Des débuts scientifiques légitimes
Tout commence en 1942 avec les premiers essais pour reproduire le cannabis en laboratoire, les premiers cannabinoïdes de synthèse sont ainsi créés.1 Mais c’est en 1994 que l’histoire bascule : John W. Huffman, un chercheur américain, crée plus de 400 cannabinoïdes synthétiques (la série « JWH ») pour comprendre comment fonctionnent les récepteurs cannabinoïdes dans notre corps. Son but ? Développer de nouveaux médicaments contre la douleur.2 3
À un usage détourné et dangereux
En 2006, Huffman découvre avec horreur que des fabricants malveillants ont récupéré ses formules scientifiques publiées pour créer des drogues. Ces mélanges d’herbes, vendus sous des noms comme « Spice » ou « K2″, explosent sur le marché, on en trouve même dans les stations-service.4
Pourquoi un tel succès ? La raison est qu’ils n’étaient pas illégaux car ne contenaient pas de THC. Cela a mené a un résultat catastrophique : des vagues d’overdoses massives car contrairement au cannabis naturel, ces substances synthétiques peuvent tuer…

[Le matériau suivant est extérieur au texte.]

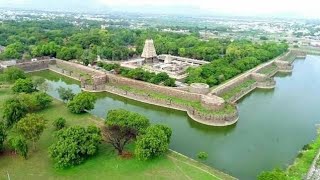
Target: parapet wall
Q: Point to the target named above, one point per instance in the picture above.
(35, 65)
(231, 84)
(117, 80)
(101, 81)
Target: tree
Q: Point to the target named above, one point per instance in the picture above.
(74, 145)
(65, 94)
(122, 126)
(166, 130)
(41, 84)
(82, 102)
(202, 155)
(152, 144)
(59, 123)
(31, 127)
(3, 134)
(276, 174)
(14, 73)
(23, 85)
(19, 145)
(13, 110)
(43, 100)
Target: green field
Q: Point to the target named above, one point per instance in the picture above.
(104, 165)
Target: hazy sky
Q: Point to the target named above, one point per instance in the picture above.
(306, 8)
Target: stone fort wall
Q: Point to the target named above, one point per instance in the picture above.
(117, 80)
(36, 65)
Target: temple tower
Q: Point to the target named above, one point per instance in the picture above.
(149, 51)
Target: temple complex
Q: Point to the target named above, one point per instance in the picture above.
(149, 52)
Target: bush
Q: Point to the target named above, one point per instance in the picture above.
(43, 100)
(276, 174)
(31, 127)
(152, 144)
(65, 94)
(13, 110)
(3, 134)
(202, 156)
(59, 123)
(166, 130)
(13, 73)
(23, 85)
(122, 126)
(19, 145)
(74, 145)
(82, 102)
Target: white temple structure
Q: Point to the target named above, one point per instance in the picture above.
(149, 51)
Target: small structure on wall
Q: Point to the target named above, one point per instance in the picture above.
(149, 52)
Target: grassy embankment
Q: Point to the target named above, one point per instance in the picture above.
(106, 164)
(194, 104)
(237, 89)
(303, 162)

Les législations des pays concernés ont pour la plupart changé afin d’interdire les cannabinoïdes de synthèse impliqués. Cela a fini par suffire à dissuader les compagnies produisant ces mélanges d’herbes, mais pas les fabricants sur internet. Des cannabinoïdes de synthèse sont donc encore régulièrement interdits, tandis que d’autres sont créés pour remplacer les anciens. Il s’agit un jeu du chat et de la souris qui dure depuis plus de 20 ans… Désormais, on retrouve surtout des cannabinoïdes de synthèse ajoutés à du chanvre légal, dans des liquides pour cigarettes électroniques et dans des préparations culinaires.